A musical fantasy about the fantastical human story of Elton John‘s breakthrough years.
I would happily of swerved this biopic had my friend Helen not been so excited about it. Her anticipation rubbed off on me, what can I say? I’m delighted that she changed my mind.
Kingsman hottie Egerton plays Elton in this tribute to one of our greatest treasures, king of the banger, Mr John. Which is no mean feat when your subject matter is still alive and will be watching your portrayal for themselves. Luckily, his performance is spot on (but more on that in a bit) – and his voice, well it’s really something. Who knew?
We begin where most good stories do, at the start. Elton, born Reginald ‘Reggie’ Dwight to a cold mother (Bryce Dallas Howard) and disengaged father (Steven Mackintosh), is an ordinary boy. Until he sits down one day at the family piano and duplicates a piece of music note for note. Grandma Ivy (Gemma Jones) encourages his parents to get him piano lessons and the rest is history. Except of course there’s way more to it than that.

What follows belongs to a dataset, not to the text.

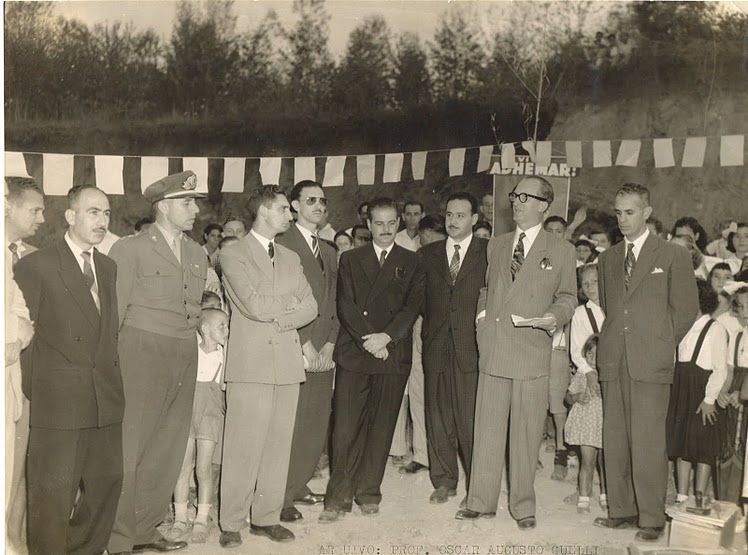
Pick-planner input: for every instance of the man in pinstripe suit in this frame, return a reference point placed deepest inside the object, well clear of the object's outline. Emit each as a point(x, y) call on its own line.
point(531, 273)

Our boy attends the Royal Academy of music and discovers Elvis, which whets his appetites for all things rock n’s roll. Worst Dad of all time Stanley meanwhile finally leaves Reg and his mum – and starts a new more palatable family.

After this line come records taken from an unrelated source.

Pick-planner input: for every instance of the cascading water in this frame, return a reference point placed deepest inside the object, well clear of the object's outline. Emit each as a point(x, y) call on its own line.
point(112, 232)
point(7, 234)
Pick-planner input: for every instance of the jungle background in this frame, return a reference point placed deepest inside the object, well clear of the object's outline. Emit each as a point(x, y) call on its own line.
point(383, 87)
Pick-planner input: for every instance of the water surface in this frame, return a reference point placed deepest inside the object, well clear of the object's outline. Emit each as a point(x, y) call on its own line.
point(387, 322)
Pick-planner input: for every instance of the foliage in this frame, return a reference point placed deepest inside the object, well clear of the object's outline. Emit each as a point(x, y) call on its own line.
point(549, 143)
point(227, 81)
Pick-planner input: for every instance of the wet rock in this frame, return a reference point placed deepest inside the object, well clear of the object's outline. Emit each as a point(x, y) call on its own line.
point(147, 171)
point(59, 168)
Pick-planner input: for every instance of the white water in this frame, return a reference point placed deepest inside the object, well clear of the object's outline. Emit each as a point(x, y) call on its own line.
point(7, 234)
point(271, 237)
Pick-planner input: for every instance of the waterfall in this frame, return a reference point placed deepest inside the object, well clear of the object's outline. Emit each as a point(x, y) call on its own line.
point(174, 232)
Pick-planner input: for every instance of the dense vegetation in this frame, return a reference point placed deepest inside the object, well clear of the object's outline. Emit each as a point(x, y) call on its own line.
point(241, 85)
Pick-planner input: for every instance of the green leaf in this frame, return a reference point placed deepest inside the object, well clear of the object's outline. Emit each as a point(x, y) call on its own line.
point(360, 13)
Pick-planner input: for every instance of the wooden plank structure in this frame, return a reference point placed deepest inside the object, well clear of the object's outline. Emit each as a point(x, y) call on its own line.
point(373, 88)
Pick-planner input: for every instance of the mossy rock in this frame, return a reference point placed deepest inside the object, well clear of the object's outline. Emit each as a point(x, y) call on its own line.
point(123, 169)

Reggie’s life changes forever when he supports a band on tour and gets the inspiration he needs to pursue a solo career. He approaches Dick James (Stephen Graham) and gains representation with James’ assistant, Ray (Charlie Rowe). Despite James’ initial negativity towards Reggie (now Elton John), Ray takes a chance on the young upstart and inadvertently sets him on the path towards his greatest ally, amateur songwriter Bernie Taupin (Jamie Bell).
When Bernie and Elton meet magic happens – and they’re soon on their way to superstardom. Bernie supports Elton in every aspect of his life – and Elton boasts that they have never had a cross word.
Elton eventually meets and falls in love with music producer John Reid (Madden), who makes an even bigger star of him and encourages him to live a little larger. Which he does very well indeed, leading him to massive issues with drug, booze and shopping addiction.
Throw into the mix a crumbling personal life – John turns out to be a total scumbag – a still disinterested father (despite all the success) – and cruel words from his mother when he finally comes out to her – and Elton is on the road to self-destruction.
Will he ever be loved properly? Will he forgive the emotional crimes of his parents and save himself before its too late?
Rocketman is stunning with top notch costuming, as you’d expect. Every aspect of the movie looks good and I loved the performances. I cried a lot – particularly when Egerton sang Your Song and Tiny Dancer – his voice is powerful as hell.
While I loved his performance I have to be honest and say, I never once saw him as Elton. He’s just too damn attractive. That’s not to say I wasn’t engaged – I really enjoyed it. It just feels like a tribute performance to the man himself, rather than an uncanny reimagining (as with Rami Malek and Bohemian Rhapsody).
As for the surreal elements of the storytelling, I don’t think it could suit the main character more. It’s magical. And no, I haven’t been able to stop humming Rocketman since I left the theater last week.